I have 2 dataframes of different sizes. The first dataframe(df1) has 4 columns, but two of those columns have the same name as the columns in the second dataframe(df2), which is only comprised of 2 columns. The columns in common are ['ID'] and ['Department'].
I want to check if any ID from df2 are in df1. If so, I want to replace df1['Department'] value with df2['Department'] value.
For instance, df1 looks something like this:
ID Department Yrs Experience Education
1234 Science 1 Bachelors
2356 Art 3 Bachelors
2456 Math 2 Masters
4657 Science 4 Masters
And df2 looks something like this:
ID Department
1098 P.E.
1234 Technology
2356 History
I want to check if the ID from df2 is in df1 and if so, update Department. The output should looks something like this:
ID Department Yrs Experience Education
1234 **Technology** 1 Bachelors
2356 **History** 3 Bachelors
2456 Math 2 Masters
4657 Science 4 Masters
The expected updates to df1 are in bold
Is there an efficient way to do this?
Thank you for taking the time to read this and help.

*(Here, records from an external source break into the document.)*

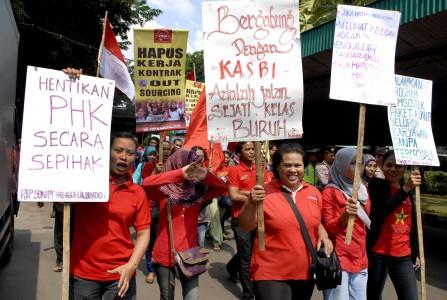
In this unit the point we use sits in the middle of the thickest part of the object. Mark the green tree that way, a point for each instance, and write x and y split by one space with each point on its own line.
316 12
59 33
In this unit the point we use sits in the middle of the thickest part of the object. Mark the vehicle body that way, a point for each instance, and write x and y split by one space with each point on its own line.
9 38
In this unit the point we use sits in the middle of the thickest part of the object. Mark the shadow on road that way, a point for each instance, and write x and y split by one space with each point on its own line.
218 272
18 279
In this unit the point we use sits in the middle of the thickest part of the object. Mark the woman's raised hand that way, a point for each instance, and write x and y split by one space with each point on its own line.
257 193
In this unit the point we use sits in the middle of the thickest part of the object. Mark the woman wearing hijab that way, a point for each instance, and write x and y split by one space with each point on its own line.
370 164
186 186
337 207
392 240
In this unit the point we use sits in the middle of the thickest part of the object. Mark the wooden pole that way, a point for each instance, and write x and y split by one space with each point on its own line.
102 44
358 170
66 253
260 205
160 149
421 241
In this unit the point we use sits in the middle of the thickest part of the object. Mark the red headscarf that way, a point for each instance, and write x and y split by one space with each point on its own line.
185 193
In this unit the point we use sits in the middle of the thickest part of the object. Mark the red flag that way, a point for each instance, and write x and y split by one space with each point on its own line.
191 76
197 134
112 64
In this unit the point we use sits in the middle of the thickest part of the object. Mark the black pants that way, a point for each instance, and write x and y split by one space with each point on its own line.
59 229
240 263
82 289
283 290
401 273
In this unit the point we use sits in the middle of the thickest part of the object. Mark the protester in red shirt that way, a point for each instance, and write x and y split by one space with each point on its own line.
103 257
337 207
281 271
187 186
392 240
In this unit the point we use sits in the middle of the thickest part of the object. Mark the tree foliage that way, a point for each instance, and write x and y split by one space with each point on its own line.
66 33
316 12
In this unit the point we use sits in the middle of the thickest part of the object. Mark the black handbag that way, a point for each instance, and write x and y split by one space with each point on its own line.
325 271
189 262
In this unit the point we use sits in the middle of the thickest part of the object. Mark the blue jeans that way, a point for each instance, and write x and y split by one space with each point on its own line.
166 283
401 273
353 287
81 289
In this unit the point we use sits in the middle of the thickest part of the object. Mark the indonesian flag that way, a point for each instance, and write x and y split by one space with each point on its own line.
197 134
112 64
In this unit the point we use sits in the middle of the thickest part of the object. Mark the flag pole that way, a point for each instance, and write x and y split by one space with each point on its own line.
66 252
194 71
102 43
358 169
420 240
259 204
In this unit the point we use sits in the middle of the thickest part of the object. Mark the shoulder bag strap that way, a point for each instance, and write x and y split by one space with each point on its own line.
303 227
171 234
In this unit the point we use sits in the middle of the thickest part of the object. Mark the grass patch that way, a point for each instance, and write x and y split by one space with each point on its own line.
434 205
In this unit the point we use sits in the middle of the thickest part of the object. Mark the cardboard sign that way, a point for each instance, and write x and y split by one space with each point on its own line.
193 91
363 55
253 70
65 138
410 122
160 58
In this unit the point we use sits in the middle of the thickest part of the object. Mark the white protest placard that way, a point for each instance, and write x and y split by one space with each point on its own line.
65 138
253 70
363 55
410 122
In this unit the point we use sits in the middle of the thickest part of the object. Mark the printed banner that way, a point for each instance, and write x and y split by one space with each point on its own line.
363 55
193 91
65 138
159 75
254 80
410 122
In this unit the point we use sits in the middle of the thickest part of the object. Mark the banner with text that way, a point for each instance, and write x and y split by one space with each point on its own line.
363 55
159 75
253 70
410 122
65 146
193 91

CodePudding user response:
You can use ID of df1 to map with the Pandas series formed by setting ID on df2 as index and taking the column of Department from df2 (this acts as a mapping table).
Then, in case of no match of ID from df2, we fill-in the original values of Department from df1 (to retain original values in case of no match):
df1['Department'] = (df1['ID'].map(df2.set_index('ID')['Department'])
.fillna(df1['Department'])
)
Result:
print(df1)
ID Department Yrs Experience Education
0 1234 Technology 1 Bachelors
1 2356 History 3 Bachelors
2 2456 Math 2 Masters
3 4657 Science 4 Masters
CodePudding user response:
Try:
df1["Department"].update(
df1[["ID"]].merge(df2, on="ID", how="left")["Department"]
)
print(df1)
Prints:
ID Department Yrs Experience Education
0 1234 Technology 1 Bachelors
1 2356 History 3 Bachelors
2 2456 Math 2 Masters
3 4657 Science 4 Masters
CodePudding user response:
df_1 = pd.DataFrame(data={'ID':[1234, 2356, 2456, 4657], 'Department':['Science', 'Art', 'Math', 'Science']})
df_2 = pd.DataFrame(data={'ID':[1234, 2356], 'Department':['Technology', 'History']})
df_1.loc[df_1['ID'].isin(df_2['ID']), 'Department'] = df_2['Department']
OutPut
ID Department
0 1234 Technology
1 2356 History
2 2456 Math
3 4657 Science